Examples of other government and scientific groups that have reviewed any toxicity concerns and confirmed sucralose’s safety include:

  • European Union Scientific Committee on Food (SCF)
  • Food Standards Australia/New Zealand (FSANZ)
  • Health Protection Branch of Health and Welfare Canada
  • Food and Agriculture Organization/World Health Organization Joint Expert Committee on Food Additives (JECFA)
  • Japan’s Ministry of Health and Welfare

Myth: Women who are pregnant or breastfeeding should not consume sucralose.
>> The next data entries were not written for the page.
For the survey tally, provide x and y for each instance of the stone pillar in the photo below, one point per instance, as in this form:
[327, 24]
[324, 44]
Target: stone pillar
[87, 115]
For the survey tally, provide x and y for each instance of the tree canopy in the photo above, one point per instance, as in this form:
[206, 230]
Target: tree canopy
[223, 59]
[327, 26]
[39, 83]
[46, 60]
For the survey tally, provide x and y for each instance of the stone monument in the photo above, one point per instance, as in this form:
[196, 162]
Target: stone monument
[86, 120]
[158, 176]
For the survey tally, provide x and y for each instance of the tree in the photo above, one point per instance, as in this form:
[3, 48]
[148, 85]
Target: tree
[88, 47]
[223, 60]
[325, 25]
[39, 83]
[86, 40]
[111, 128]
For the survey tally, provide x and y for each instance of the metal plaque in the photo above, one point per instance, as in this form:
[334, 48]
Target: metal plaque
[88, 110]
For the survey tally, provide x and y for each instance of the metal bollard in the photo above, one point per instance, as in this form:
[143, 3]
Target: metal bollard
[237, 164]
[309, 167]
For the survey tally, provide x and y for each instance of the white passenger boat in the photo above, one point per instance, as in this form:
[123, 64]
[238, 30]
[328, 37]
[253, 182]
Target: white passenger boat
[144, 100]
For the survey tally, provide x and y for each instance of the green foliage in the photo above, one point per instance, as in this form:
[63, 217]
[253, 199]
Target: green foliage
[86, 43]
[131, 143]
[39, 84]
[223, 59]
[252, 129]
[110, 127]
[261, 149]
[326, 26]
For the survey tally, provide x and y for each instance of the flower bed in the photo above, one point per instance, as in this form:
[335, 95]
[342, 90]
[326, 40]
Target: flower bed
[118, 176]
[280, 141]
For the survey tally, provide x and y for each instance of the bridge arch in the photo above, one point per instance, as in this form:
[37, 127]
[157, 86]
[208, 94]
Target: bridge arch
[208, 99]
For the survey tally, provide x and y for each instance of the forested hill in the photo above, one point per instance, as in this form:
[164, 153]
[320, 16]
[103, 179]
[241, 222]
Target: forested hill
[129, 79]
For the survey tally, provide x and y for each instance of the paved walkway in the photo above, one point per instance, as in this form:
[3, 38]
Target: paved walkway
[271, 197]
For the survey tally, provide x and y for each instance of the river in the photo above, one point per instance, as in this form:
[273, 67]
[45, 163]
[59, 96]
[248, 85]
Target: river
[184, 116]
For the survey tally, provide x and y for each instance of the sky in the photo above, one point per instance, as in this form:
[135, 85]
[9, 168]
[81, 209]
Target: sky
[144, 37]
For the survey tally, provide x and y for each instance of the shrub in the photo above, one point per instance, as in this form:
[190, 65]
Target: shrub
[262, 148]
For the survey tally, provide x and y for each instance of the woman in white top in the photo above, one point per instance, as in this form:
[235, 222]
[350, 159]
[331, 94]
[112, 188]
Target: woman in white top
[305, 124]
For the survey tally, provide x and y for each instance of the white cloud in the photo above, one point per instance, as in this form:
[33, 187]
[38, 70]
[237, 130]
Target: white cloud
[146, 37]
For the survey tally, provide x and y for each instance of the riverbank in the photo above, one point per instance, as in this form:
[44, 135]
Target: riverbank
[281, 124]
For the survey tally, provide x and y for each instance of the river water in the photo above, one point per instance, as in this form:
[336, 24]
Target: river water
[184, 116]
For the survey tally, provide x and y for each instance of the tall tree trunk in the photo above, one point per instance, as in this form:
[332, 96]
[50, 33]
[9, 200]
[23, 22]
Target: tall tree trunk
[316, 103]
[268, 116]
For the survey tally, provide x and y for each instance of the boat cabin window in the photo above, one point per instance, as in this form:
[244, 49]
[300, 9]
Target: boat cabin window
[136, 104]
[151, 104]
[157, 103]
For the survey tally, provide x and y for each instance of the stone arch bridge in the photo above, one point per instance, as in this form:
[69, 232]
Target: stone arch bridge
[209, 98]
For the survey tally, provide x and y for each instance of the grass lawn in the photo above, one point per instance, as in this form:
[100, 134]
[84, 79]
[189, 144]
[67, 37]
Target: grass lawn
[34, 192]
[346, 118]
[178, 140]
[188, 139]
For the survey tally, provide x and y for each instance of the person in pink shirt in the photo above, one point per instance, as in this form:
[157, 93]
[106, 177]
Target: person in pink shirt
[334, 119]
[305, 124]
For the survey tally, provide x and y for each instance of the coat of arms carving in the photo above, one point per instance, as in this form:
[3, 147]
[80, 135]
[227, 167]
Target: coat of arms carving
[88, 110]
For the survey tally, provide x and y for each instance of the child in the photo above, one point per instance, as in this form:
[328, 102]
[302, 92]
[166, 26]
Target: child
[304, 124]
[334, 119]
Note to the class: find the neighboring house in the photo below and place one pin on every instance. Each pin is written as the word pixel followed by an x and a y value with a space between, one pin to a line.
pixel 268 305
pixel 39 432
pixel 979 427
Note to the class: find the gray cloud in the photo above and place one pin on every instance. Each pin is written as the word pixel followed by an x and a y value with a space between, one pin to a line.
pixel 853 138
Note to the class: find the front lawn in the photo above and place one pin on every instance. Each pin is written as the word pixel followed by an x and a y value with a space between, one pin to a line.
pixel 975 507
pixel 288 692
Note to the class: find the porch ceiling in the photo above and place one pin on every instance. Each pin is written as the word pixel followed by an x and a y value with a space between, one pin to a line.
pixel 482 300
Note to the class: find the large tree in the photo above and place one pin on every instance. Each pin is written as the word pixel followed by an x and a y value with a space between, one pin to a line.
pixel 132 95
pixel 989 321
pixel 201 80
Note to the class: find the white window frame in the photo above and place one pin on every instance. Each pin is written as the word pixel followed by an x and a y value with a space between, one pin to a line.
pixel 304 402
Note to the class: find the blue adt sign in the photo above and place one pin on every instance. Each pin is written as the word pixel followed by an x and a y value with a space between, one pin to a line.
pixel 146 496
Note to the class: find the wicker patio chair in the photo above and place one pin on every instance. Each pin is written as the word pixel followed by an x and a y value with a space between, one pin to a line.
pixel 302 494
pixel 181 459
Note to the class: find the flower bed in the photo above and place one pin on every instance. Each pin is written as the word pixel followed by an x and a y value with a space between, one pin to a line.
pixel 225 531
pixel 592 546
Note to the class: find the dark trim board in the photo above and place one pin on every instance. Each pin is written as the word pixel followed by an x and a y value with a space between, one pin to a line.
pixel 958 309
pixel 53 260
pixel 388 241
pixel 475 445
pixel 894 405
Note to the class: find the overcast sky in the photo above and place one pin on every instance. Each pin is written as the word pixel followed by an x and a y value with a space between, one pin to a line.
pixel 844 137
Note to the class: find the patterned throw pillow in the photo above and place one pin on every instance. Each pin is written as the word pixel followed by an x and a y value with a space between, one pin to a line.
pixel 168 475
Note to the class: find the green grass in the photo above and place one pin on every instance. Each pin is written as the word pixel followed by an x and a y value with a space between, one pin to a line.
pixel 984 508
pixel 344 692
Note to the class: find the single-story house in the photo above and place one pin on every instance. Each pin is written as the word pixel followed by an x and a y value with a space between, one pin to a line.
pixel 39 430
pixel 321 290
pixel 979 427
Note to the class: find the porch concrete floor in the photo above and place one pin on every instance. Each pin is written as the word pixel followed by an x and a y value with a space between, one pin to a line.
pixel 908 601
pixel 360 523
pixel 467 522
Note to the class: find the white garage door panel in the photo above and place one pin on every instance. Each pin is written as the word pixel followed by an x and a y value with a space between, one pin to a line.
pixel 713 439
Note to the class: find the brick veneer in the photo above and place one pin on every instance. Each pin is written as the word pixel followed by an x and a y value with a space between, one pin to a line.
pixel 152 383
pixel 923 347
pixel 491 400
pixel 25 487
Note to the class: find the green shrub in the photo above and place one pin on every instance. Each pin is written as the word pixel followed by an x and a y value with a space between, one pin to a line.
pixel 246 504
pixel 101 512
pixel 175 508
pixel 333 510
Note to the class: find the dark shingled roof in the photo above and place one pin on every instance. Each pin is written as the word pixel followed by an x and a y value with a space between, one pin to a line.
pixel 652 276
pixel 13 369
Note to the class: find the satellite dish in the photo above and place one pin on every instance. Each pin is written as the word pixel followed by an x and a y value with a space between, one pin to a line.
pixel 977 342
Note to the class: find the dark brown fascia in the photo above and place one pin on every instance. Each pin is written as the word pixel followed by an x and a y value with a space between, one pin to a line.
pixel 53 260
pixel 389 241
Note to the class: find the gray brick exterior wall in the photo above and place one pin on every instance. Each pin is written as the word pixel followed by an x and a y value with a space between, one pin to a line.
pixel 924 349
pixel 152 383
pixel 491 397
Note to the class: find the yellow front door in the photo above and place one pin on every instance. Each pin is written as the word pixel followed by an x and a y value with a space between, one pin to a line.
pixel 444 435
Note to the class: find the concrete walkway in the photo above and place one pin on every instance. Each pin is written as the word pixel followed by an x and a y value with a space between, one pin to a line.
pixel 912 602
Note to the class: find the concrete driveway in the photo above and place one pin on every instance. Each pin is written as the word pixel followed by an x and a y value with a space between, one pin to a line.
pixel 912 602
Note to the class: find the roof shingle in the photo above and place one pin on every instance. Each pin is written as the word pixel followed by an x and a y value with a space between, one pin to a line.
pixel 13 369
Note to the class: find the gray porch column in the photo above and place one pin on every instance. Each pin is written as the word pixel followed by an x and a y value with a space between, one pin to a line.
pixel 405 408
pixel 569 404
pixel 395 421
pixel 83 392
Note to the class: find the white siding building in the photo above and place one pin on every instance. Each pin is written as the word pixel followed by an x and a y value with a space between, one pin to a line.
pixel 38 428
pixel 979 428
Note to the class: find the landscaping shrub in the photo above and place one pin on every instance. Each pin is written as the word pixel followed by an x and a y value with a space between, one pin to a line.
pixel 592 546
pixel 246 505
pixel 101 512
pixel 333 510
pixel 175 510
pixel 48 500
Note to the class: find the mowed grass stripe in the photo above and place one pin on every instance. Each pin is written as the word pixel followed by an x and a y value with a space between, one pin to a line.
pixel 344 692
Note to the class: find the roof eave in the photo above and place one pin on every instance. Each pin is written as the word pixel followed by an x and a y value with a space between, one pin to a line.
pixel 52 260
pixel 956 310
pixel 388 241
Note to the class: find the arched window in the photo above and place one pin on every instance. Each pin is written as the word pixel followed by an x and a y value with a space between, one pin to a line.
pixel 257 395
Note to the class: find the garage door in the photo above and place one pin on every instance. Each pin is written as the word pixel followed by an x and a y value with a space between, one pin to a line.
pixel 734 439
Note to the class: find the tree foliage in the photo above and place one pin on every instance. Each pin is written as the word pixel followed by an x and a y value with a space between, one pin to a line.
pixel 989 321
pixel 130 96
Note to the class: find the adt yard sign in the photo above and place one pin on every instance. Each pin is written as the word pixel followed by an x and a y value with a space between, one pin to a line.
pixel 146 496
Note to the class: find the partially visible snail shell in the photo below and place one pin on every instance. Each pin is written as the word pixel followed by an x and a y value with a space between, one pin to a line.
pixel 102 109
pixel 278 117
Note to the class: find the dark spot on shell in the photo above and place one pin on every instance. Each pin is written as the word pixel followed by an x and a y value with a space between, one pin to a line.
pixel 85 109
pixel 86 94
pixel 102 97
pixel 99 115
Fact: Research has shown that sucralose does not have harmful effects on pregnant women or their babies. A number of studies required by the U.S. Food and Drug Administration (FDA) were conducted, with results supporting the safety of sucralose during pregnancy and nursing. This includes studies that specifically examined the potential effects of sucralose on embryo-fetal development, which showed no birth defects or any other effect that would compromise normal development. Although sucralose can be safely consumed as part of a healthful prenatal and postnatal diet, any expectant mother should talk to her physician or health care provider about consuming the necessary nutrients to support her and her baby’s health throughout pregnancy and infancy.

Myth: Sucralose is not safe for children.

Fact: Studies have documented that sucralose is safe for use by children of all ages. In fact, sucralose can be part of the solution to the growing problem of childhood obesity by helping to reduce the amount of added sugars children consume daily. Foods containing sucralose – such as low-fat flavored milk, yogurt, juices and puddings – can be included in a healthy meal plan for children to help ensure they are getting all the necessary nutrients, while not getting a lot of extra calories. In a study published in Pediatrics a few years ago, researchers discovered that overweight children could prevent further weight gain simply by walking another 2,000 steps and eliminating just 100 calories each day using products sweetened with sucralose (also known as Splenda®). This was one of the first times clinical evidence proved that overweight children could effectively prevent excess weight gain by making small changes to their lifestyle.